SURFERS PARADISE: Cynical critics who claim the Trump Tower will never be built here might need a serious rethink after Eric Trump overnight released stunning interior design features of what will be Australia’s tallest building.
Included in the images is the current front-runner design of an amazing four-storey Lolita Lobby (artist’s impression at top and below) that will greet the world’s richest men (and women) as they check in to sample what a young but maybe not so free no-hair Down Under has to offer.
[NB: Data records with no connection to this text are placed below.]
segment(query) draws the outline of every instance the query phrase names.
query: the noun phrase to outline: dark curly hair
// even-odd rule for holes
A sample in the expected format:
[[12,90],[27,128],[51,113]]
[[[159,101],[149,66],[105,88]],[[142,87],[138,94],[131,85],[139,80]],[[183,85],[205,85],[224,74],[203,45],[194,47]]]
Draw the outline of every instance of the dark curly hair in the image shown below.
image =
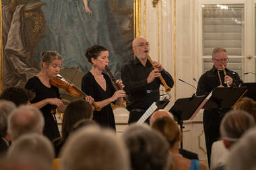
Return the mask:
[[92,58],[96,59],[102,51],[108,51],[108,49],[102,46],[95,45],[87,48],[86,56],[88,61],[92,63]]

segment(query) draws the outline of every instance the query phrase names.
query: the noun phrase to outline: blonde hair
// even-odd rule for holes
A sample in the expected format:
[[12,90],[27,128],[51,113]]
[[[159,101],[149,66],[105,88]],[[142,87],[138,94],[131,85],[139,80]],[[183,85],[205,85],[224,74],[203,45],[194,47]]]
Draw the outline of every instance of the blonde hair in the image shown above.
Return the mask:
[[180,134],[180,130],[175,121],[167,116],[157,119],[152,125],[152,128],[162,134],[170,144],[170,148],[173,146]]
[[250,114],[256,122],[256,102],[252,99],[243,97],[234,106],[234,110],[241,110]]

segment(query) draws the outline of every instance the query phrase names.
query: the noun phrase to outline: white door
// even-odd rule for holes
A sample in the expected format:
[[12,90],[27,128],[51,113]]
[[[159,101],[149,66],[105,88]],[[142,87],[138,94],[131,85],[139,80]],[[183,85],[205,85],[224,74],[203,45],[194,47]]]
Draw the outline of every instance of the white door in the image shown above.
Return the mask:
[[256,0],[199,1],[201,73],[212,67],[212,50],[223,47],[229,58],[228,68],[244,82],[255,81],[255,5]]

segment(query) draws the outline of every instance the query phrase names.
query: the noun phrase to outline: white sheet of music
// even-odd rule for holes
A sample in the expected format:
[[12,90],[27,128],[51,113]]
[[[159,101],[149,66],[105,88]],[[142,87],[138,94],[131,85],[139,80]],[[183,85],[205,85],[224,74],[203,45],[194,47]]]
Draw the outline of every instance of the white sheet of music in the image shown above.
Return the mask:
[[137,122],[137,123],[142,124],[152,114],[153,112],[158,108],[156,105],[156,103],[154,102],[150,108],[145,112],[145,113],[142,115],[142,116],[139,118],[139,120]]

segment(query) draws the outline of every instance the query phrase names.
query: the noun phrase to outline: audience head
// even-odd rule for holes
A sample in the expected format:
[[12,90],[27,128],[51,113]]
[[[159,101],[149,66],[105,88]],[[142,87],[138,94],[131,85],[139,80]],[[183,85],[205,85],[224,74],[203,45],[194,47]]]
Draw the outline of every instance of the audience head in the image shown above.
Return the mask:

Eric Trump praised this particular image but was at pains in an exclusive chat with The Bug to point out that that one amazing vista alone would eventually have enough gold-plate to just about strip Fort Knox bare.
“If these rich businessmen (and women) from around the globe prefer not to shown to their luxury suites straight away to pop their viagra pills or freshen up their lady bits, they can wait for their girls (and boys!) to arrive by enjoying a drink in one of the many bars that run around the perimeter of the Lolita Lounge, including the Roman Polanski Bar and Girll, the Woody Allen Wine and Spirits Experience or the Gerald “Who’s your father!” Ridsdale Suckcocktail Bar.
While they enjoy their drinks, they can appreciate the piped music played throughout the Lolita Lounge, bars and retail outlets, including on rotation some of Donald Trump’s favourite songs, including Maurice Chevalia’s Thank Heaven for Little Girls, Elvis Presley’s Hey Little Girl, Good Morning Little School Girl by Muddy Waters, the haunting Sweet Little Rock and Roller by Chuck Berry and the Andre Williams’ classic Jail Bait.
Another amazing feature of Trump Tower is that floor numbers only ever go up to 12, which are then repeated over and over again until what should be the top level 92 will actually be the eighth No 9. This is believed to be a world first in high-rise apartment design and has nothing to to with Chinese superstitions or feng shui nonsense.
As another Trump Foundation member explained the reason for this on the condition of anonymity: “As our valued guests make their way up any of our four golden Jeffrey Epstein Memorial escalators – you’ll be amazed how fast they can get up or go down! – from the Lolita Lounge, we want them to take comfort in the fact that they’ll not be confronted with anything over 12.”
“We want hairless and pre-menstrual to be foremost in their minds.
“And that those 1000-baht-a-night Bangkok girls, boys and lady boys and what they had to offer, individually or as a tug-team effort, are but a distant and fading memory.
“Aussie! Aussie! Aussie! Boy! Boy! Boy! Or girls.”